SELECT * FROM table WHERE field1 = ? AND field2 = ?
SELECT field1 * ? / ? FROM table
SELECT field1 || ? || field2 FROM table

-- Bind types can still be inferred, at bind time
SELECT ?, ? FROM DUAL

-- etc...

But some of you will know the depths of DB2 and Derby well enough to be aware of the ultra-strong type systems, those RDBMS chose to implement. In DB2, for instance, these two values are very different:

cast(null as char(3))
cast(null as integer)

In many RDBMS, for instance, this won’t work

-- Won't work
INSERT INTO table (field1, field2) SELECT ?, ? FROM DUAL
-- Has to be written like this
INSERT INTO table (field1, field2) SELECT cast(? as char(3)), cast(? as integer) FROM DUAL

For a generic database abstraction framework, this can be quite a challenge to hide from the client code, the way jOOQ aims to do it. So here’s an overview over this casting madness, and how which RDBMS can be categorised:

Friendly RDBMS

These RDBMS are my friends. They are powerful, provide lots of functionality, and infer all sorts of data-types, so I don’t have to cast any bind variables. Give a hand to these guys:

  • MySQL (*)
  • Postgres
  • Oracle
  • SQL Server
  • SQLite (**)

(*) MySQL is a bit special. For some obscure reason, the type used in the CAST() function differs from the type defined in the table’s DDL statement. See some documentation on this.
(**) SQLite is very special. Well, they just don’t care. You wanna put a VARCHAR into a NUMERIC column? No problem. A BOOLEAN into a DATE column? Even better! They call that “type affinity“.

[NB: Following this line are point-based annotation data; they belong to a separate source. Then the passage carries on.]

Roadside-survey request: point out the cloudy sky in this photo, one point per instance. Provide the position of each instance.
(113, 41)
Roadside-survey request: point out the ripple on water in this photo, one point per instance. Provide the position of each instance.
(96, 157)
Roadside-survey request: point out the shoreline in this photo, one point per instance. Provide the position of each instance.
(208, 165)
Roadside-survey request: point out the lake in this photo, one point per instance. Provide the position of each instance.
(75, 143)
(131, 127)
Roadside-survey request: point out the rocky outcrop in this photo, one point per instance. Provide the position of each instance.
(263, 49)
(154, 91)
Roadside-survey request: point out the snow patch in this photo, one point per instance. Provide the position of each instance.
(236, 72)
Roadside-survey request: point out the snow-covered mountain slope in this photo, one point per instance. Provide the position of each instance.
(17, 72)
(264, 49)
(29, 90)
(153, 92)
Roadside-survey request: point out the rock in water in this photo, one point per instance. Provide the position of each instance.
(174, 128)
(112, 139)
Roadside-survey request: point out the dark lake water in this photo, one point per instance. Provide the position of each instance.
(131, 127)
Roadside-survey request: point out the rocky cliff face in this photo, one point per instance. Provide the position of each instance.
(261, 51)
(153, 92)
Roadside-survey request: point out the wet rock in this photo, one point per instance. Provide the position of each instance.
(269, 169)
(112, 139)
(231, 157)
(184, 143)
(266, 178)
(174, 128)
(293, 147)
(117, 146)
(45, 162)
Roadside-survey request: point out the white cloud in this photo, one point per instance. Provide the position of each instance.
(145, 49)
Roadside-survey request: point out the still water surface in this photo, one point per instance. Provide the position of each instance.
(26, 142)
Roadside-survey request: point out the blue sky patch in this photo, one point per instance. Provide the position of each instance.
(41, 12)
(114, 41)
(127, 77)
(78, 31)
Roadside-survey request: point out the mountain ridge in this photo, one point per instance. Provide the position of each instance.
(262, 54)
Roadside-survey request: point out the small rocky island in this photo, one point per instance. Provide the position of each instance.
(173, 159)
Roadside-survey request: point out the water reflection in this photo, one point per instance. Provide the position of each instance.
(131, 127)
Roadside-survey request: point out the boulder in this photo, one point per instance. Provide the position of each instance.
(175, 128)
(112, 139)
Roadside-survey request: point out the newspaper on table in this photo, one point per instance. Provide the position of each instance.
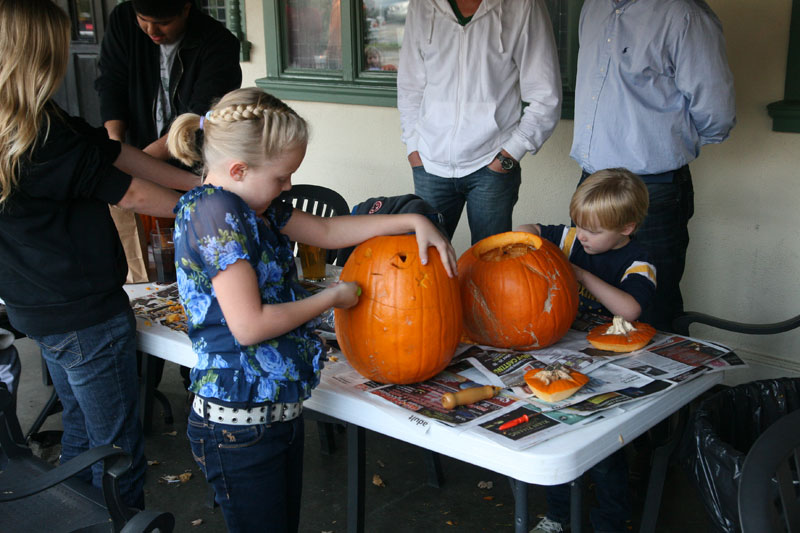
(676, 358)
(538, 427)
(425, 398)
(506, 368)
(162, 307)
(603, 380)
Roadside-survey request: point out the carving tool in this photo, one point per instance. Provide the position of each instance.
(467, 396)
(511, 423)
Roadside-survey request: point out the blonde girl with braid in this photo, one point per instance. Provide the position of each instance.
(250, 321)
(62, 266)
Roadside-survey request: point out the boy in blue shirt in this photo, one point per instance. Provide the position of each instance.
(615, 277)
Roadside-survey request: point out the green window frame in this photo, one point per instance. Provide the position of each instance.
(786, 113)
(352, 85)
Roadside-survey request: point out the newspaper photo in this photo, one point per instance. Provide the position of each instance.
(425, 399)
(162, 307)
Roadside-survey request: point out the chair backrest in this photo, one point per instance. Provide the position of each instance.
(317, 200)
(768, 486)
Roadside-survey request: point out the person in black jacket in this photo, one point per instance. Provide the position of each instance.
(62, 266)
(161, 58)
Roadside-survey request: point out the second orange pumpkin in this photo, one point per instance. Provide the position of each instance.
(517, 291)
(407, 323)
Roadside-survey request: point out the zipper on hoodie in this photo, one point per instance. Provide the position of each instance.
(459, 79)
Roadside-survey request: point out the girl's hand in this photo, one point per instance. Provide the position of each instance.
(428, 235)
(345, 294)
(579, 272)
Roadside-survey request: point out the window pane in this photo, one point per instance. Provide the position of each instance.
(214, 8)
(384, 21)
(314, 34)
(84, 29)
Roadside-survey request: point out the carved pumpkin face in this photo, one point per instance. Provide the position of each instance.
(407, 323)
(517, 290)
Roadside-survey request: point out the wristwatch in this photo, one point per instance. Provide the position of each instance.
(506, 162)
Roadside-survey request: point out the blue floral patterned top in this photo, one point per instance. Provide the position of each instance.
(213, 229)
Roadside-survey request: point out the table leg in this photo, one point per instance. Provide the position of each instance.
(355, 478)
(575, 505)
(435, 475)
(520, 490)
(658, 471)
(148, 386)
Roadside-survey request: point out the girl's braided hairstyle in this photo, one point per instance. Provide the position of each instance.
(246, 124)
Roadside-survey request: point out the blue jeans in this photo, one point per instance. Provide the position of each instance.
(490, 197)
(665, 235)
(256, 471)
(94, 374)
(611, 491)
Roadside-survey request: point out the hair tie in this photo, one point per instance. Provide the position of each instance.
(204, 118)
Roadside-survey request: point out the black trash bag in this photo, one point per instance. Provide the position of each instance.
(389, 205)
(719, 435)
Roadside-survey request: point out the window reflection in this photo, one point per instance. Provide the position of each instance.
(314, 34)
(383, 24)
(84, 21)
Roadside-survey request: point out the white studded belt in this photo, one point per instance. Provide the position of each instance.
(237, 416)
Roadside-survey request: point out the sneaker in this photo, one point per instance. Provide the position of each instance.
(546, 525)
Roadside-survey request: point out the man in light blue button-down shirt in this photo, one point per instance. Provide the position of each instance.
(653, 86)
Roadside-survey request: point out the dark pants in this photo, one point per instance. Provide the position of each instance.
(490, 198)
(665, 235)
(94, 374)
(611, 490)
(256, 472)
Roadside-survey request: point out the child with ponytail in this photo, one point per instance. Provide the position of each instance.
(250, 322)
(62, 265)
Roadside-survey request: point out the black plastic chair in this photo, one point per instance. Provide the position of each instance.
(35, 496)
(324, 202)
(768, 486)
(681, 324)
(317, 200)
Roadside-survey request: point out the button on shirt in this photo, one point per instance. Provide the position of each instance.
(653, 85)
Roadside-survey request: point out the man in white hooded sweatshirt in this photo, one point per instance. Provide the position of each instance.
(466, 67)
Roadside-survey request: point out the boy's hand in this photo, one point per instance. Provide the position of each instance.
(428, 235)
(345, 294)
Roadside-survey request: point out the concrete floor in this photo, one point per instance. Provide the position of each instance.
(404, 504)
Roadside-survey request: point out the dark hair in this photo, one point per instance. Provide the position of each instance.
(160, 8)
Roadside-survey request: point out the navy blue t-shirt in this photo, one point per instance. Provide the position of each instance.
(627, 268)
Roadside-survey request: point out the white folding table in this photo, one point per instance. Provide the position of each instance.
(562, 459)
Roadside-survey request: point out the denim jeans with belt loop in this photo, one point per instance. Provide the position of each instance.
(94, 373)
(256, 471)
(490, 197)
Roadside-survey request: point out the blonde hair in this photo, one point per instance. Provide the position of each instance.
(610, 199)
(246, 124)
(34, 47)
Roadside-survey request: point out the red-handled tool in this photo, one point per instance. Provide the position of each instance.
(517, 421)
(450, 400)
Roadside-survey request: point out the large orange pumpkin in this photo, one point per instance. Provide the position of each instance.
(407, 323)
(517, 290)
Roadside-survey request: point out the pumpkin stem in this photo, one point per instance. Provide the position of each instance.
(507, 246)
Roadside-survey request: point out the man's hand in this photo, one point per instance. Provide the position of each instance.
(116, 129)
(158, 149)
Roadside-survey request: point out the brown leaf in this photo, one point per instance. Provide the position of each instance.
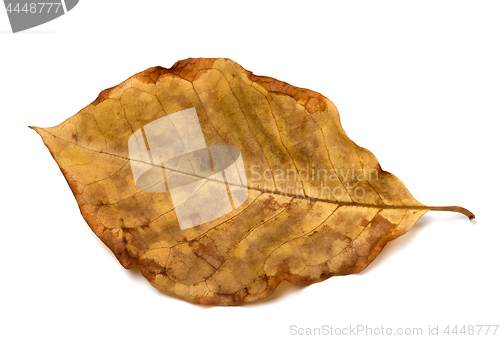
(289, 197)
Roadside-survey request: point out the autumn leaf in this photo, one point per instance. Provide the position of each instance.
(219, 184)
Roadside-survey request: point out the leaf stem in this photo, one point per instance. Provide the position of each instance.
(458, 209)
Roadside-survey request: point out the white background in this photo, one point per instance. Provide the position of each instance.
(415, 82)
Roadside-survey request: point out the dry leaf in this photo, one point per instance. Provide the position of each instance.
(219, 184)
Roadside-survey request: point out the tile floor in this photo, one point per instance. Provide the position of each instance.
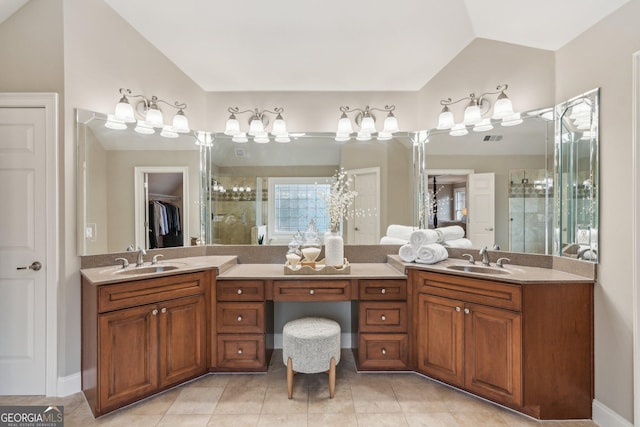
(362, 399)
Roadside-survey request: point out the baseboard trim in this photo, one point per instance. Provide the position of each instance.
(69, 385)
(606, 417)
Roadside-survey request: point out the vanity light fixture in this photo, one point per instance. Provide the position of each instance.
(257, 126)
(366, 120)
(478, 105)
(153, 117)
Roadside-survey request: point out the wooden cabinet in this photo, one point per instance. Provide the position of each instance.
(383, 341)
(142, 336)
(527, 346)
(242, 320)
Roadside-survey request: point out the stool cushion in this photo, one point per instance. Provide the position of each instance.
(311, 342)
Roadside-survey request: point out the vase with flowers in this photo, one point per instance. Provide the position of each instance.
(338, 201)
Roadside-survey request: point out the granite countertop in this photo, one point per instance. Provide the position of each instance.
(116, 274)
(376, 270)
(520, 274)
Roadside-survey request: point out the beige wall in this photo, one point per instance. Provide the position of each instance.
(602, 57)
(483, 65)
(103, 53)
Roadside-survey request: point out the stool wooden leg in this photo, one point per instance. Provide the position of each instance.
(290, 377)
(332, 378)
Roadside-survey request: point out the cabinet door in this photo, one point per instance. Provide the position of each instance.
(128, 367)
(440, 338)
(182, 344)
(493, 353)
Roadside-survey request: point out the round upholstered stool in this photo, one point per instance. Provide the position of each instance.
(311, 345)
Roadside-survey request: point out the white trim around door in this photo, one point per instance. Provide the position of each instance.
(48, 101)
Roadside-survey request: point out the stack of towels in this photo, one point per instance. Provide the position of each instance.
(423, 248)
(428, 246)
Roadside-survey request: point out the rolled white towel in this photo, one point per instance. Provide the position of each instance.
(449, 233)
(422, 237)
(408, 253)
(432, 253)
(400, 231)
(462, 243)
(386, 240)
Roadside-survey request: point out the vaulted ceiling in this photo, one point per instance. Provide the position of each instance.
(338, 45)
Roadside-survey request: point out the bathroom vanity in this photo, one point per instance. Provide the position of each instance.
(521, 336)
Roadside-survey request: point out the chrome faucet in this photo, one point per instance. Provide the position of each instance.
(141, 254)
(485, 256)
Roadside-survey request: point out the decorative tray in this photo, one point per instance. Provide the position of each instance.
(317, 268)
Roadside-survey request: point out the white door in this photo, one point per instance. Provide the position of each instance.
(23, 283)
(481, 211)
(363, 228)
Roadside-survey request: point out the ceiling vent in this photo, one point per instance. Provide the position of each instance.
(488, 138)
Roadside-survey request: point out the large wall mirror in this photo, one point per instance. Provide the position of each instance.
(531, 186)
(207, 189)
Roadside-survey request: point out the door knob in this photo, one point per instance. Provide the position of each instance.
(35, 266)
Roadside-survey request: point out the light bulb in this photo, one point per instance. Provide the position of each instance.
(144, 128)
(256, 126)
(344, 125)
(240, 137)
(168, 132)
(445, 119)
(458, 130)
(154, 117)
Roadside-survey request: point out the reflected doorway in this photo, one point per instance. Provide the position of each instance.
(161, 206)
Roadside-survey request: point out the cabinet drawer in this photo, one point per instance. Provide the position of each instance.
(388, 290)
(487, 292)
(383, 351)
(240, 290)
(311, 290)
(382, 317)
(140, 292)
(241, 351)
(247, 317)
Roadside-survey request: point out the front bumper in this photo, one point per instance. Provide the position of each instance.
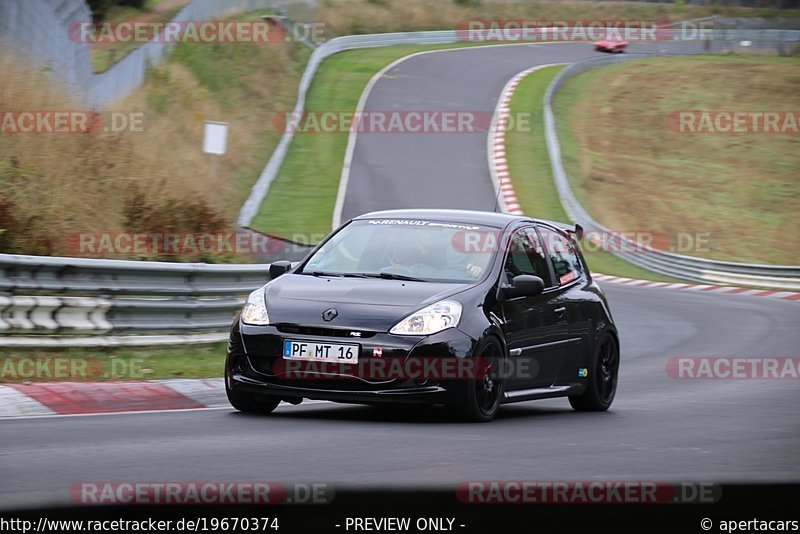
(257, 366)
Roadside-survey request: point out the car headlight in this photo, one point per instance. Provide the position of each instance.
(430, 320)
(255, 309)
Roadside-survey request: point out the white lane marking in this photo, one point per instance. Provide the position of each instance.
(14, 403)
(206, 392)
(495, 144)
(137, 412)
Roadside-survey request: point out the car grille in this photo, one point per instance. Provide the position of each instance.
(322, 331)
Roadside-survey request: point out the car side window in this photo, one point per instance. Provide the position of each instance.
(566, 262)
(526, 256)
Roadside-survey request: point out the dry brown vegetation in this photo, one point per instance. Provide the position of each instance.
(637, 173)
(53, 186)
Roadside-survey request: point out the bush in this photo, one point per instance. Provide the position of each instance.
(100, 7)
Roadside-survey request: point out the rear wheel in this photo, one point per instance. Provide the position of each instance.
(483, 394)
(602, 385)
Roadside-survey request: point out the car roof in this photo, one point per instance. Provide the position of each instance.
(484, 218)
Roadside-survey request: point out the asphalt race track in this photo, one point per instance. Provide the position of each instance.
(659, 428)
(402, 170)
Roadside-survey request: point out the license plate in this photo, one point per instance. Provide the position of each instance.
(323, 352)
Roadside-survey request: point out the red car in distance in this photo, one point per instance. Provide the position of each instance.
(612, 45)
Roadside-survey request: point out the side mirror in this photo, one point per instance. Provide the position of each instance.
(279, 267)
(523, 285)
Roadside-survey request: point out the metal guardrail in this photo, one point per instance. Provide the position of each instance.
(85, 302)
(662, 262)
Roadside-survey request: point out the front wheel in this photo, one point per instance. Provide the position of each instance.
(248, 403)
(602, 385)
(483, 394)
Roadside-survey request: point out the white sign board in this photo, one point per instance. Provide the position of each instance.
(215, 139)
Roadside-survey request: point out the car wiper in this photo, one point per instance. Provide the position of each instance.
(392, 276)
(321, 273)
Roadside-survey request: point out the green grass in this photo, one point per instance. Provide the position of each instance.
(303, 194)
(189, 361)
(740, 190)
(529, 167)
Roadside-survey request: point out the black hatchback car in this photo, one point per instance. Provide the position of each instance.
(466, 309)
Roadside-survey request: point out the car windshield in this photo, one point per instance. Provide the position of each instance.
(407, 249)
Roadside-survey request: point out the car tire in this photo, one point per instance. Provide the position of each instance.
(241, 401)
(602, 384)
(248, 403)
(482, 397)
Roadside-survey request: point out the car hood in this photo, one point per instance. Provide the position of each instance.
(360, 303)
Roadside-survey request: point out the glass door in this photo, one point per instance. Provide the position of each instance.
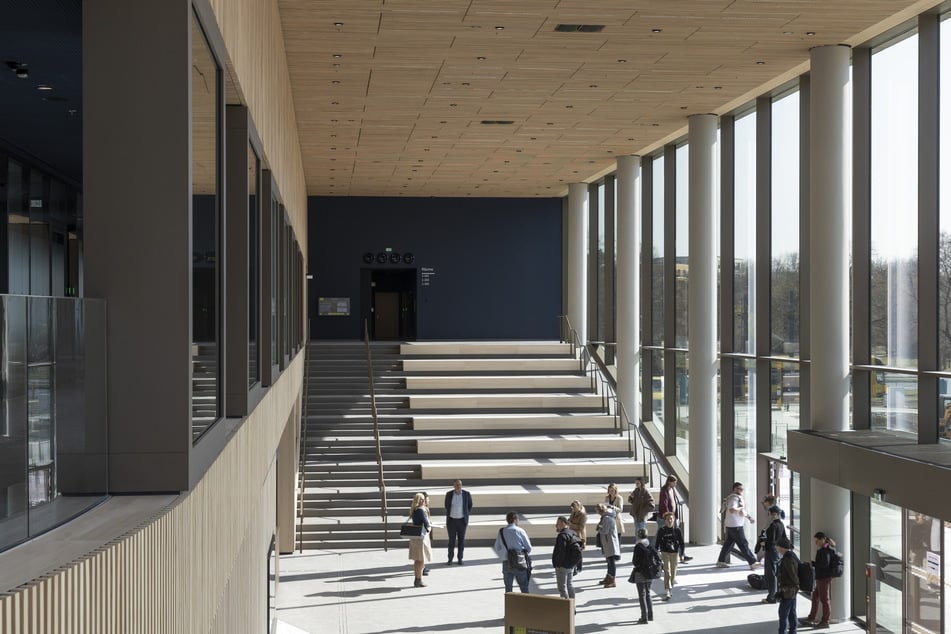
(885, 528)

Friendly RDBMS, with the odd JDBC bug

Very unfortunately, these JDBC drivers seem to suffer from 1-2 bugs concerning uncast variable binding in rather complex SQL (e.g. nested SELECTs in JOIN clauses). So to be on the safe side, casting is better.

  • Ingres
  • Sybase SQL Anywhere

The difficult ones

They do a lot of inferring. But also a lot of intentional omitting inferring. You can never be sure whether you can omit the cast for your next query or not with these guys:

  • H2
  • HSQLDB

I have recently reported several bugs to H2 and HSQLDB regarding casting. Some 50% of them were rejected, as “works-as-designed”. So I guess, they will remain “difficult” for the next couple of years. Also interesting: H2 is developed by a former developer of HSQLDB (read about the H2 history). They are very much alike, still, even after heavy re-designs. But the places where casting is needed are entirely different. Let’s turn a blind eye on their claim of “intentionally” omitting type inference ;-)

The lost ones

These RDBMS hardly infer any type. In fact, a bind variable without an associated type is utterly meaningless in many situations. Up until DB2 v9.7, even the literal null had no meaning without an associated type. That’s very hard to handle in a database abstraction layer, as null really isn’t a value from the Java perspective. So the strict ones are:

  • Derby
  • DB2

In many cases, even when using jOOQ, you’ll have to use the jOOQ cast API extensively to get your types right… If you dare. Because with Derby, you cannot execute simple casts, such as from INTEGER to VARCHAR without casting to CHAR first. See the conversion table from hell.